In all simulations containing Mica, the bottom POPC leaflet is the one closest to Mica. The difference between the systems is the thickness of the water layer separating Mica and POPC’s bottom leaflet (D₁ = 1 nm, D₂ = 2 nm, D₃ = 3 nm). Thus, D₁ is the system that provides the greatest interaction between Mica and POPC. To quantify this interaction, we used the CHARMM INTER function to calculate interaction energies via the formula ∆E_inter = E_both – (E_POPC + E_Mica) for the final frame of each simulation. CHARMM energy calculations automatically separate energy terms; the VDW (∆E_VDW) and electrostatic (∆E_elec) terms are reported in Table 2 below. We believe this interaction hinders the lateral diffusion of POPC by increasing friction between POPC and water.

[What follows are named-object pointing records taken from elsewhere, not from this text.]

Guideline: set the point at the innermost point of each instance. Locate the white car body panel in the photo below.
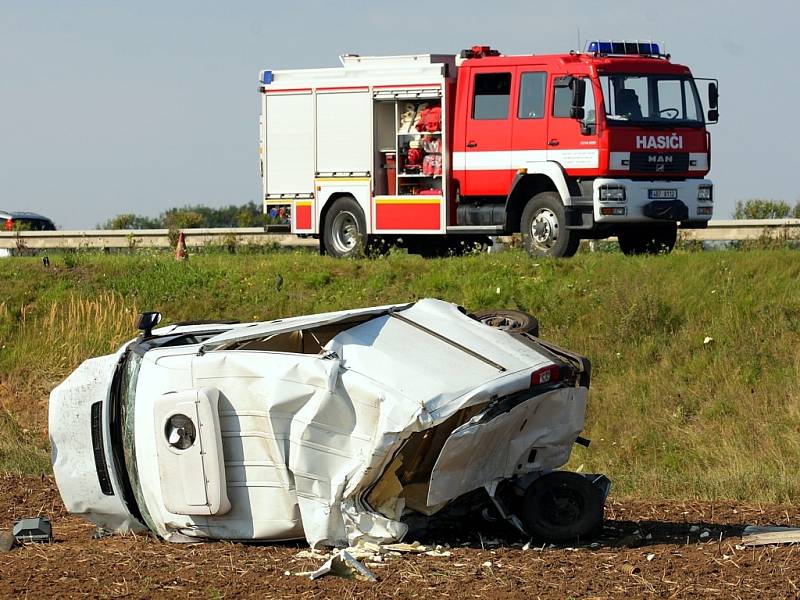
(304, 437)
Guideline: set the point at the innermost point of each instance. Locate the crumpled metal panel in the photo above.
(71, 444)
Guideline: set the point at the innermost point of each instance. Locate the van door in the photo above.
(573, 143)
(486, 159)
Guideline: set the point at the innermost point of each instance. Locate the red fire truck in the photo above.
(430, 150)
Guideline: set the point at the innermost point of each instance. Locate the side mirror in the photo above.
(147, 321)
(713, 96)
(578, 93)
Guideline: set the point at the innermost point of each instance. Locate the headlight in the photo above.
(610, 193)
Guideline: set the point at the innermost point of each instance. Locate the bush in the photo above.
(765, 209)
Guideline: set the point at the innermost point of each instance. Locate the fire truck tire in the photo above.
(544, 229)
(345, 229)
(648, 240)
(512, 321)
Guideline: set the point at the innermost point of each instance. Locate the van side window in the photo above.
(531, 95)
(491, 96)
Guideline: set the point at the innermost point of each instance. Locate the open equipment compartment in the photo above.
(410, 159)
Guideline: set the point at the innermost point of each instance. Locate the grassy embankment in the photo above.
(670, 416)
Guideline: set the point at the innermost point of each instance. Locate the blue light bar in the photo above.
(624, 48)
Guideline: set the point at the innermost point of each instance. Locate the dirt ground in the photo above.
(659, 549)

Table 2 Interaction energies between POPC and Mica in kcal mol^-1

Full size table

Diffusion of CO₂ through polymer membranes

Polyethylene terephthalate (PET) is a cheap, recyclable plastic used in containers, clothing, and many other products with the resin ID code 1. Modern industrial production and recycling of PET causes significant non-renewable energy usage (NREU) and release of greenhouse gases (GHGs)⁶⁴, which has led to an investigation into potential replacement plastics that could be constructed from renewable sources. One such candidate is poly(ethylene 2,5-furandicarboxylate) (PEF), which is amenable to production from biomass and which could substantially reduce NREU and GHG production⁶⁵. In experimental investigations of the permeability of plastics to CO₂ and other gases, PEF has shown uniform improvement over PET in its CO₂ retention ability⁶⁶. To investigate possible mechanisms for CO₂ diffusion through PET and PEF, we simulated 100 Å thick polymer sheets of each plastic with 1 atm initial pressure in pure CO₂ (Fig. 1f).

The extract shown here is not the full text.